Attitudes to homework differ according to the child. My eldest child has always been very much against the idea of doing any homework (at all) and it has always been a battle to get her to do it. What happens in cases like these is you find that huge chunks of your weekend are taken up doing projects that are no fun for anyone and you are left wondering what your child is gaining from it all. It’s difficult to find a balance. The teachers are always the first to say that you should never force the children to do their homework, especially if it is turning into a battle with tears and tantrums. But at the same, you need to instil in to your child that they can’t always pick and choose what they want to do in life and that some things have to be done whether they like it or not.
I have found that the best way to deal with reluctant home learners is to strike a deal, whereby you do an agreed amount at any one time, either per week or splitting it up and doing a little bit each day. A kitchen timer can be useful for setting an agreed time and once it goes off, the homework is put away. If your child really digs their heels in about doing something, then you should speak to their teacher. You may enjoy getting your creative head on and producing a brilliant papier mache model, but the fact that you’ve done it for them won’t help your child. All that tells them is that they really don’t need to bother.
My eldest is in year 5 now and she is able to go to her room and do her homework by herself. She understands that she can come to us for help at any time and we are more than happy to do that. What we weren’t happy with was her previous attitude of ‘I can’t do it’ and therefore not even bothering to try. It has been an on going struggle, but we are getting there.
I haven’t had the same sort of difficulties with my middle daughter, who is now seven. But at times she will just burst in to tears if she doesn’t understand something. When this happens you get nowhere by attempting to explain things, you just have to leave it till another time. What helps my younger daughter though, is that she sees that her older sister has to do her homework, so she knows that it is something that is expected of her.
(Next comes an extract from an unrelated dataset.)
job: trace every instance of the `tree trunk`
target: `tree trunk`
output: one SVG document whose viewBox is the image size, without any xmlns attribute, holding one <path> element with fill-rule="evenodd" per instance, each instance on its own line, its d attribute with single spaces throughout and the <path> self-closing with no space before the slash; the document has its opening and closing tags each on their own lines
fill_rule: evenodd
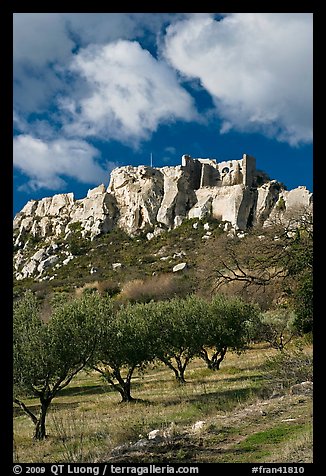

Splitting yourself between more than one child is never easy and with homework it is no different. With younger children I’ve found it is easier to get each one started on a task that they have to do and let them sit together and get on with it, making sure you are around to help out if needed. It works much better for us that our eldest has a desk in her room, where she can work in peace. If she needs help she will come down and ask for it.
My youngest is in the reception class and their homework consists of a sharing book. Each week they are encouraged to add to their book so that they can show the rest of their class the following week. This is as much about doing a task at home as it is about standing in front of your peers to talk about it. The sharing book is open to anything which, as good as it sounds, can be a nightmare. Having to come up with interesting things to put in it each week becomes the job of the parent when you are dealing with a five year old.
My eldest used to put a lot of photos in her sharing book. If we hadn’t done anything exciting at the weekend, I would send her out in the garden to take some pictures of the flowers or insects. Then when my middle daughter started school, she would happily draw a picture each week and I was happy to let her do this. Third time around and I am struggling for inspiration. We rarely do anything at the weekend because we are usually busy doing homework and other jobs around the house and my son is typical of his gender and doesn’t really enjoy colouring and drawing pictures. So you can imagine my relief when his book went missing. I confess I was relieved to be given a few weeks reprieve.
Thankfully the book is back with us again, so no excuses anymore. But this weekend I was over the moon when my son came to me to ask for a piece of paper:
‘I’ve got a brilliant idea for a story,’ he said. And off he went.
When he had composed his master piece I had a lightbulb moment.
‘Why don’t you put it in your sharing book,’ I said. ‘You could even do an illustration to go with it.’
And that’s just what he did. Of course I was relieved that we had managed to get the sharing book done this week, but I was impressed by my son, who up to now has needed quite a bit of encouragement to do it and even then was content to do the bare minimum. And the story was so cute (and short), that I am now going to share it with you.
The Bee that dreamed.
Once there was a bee that dreamed he wanted a flower that never ran out of nectar.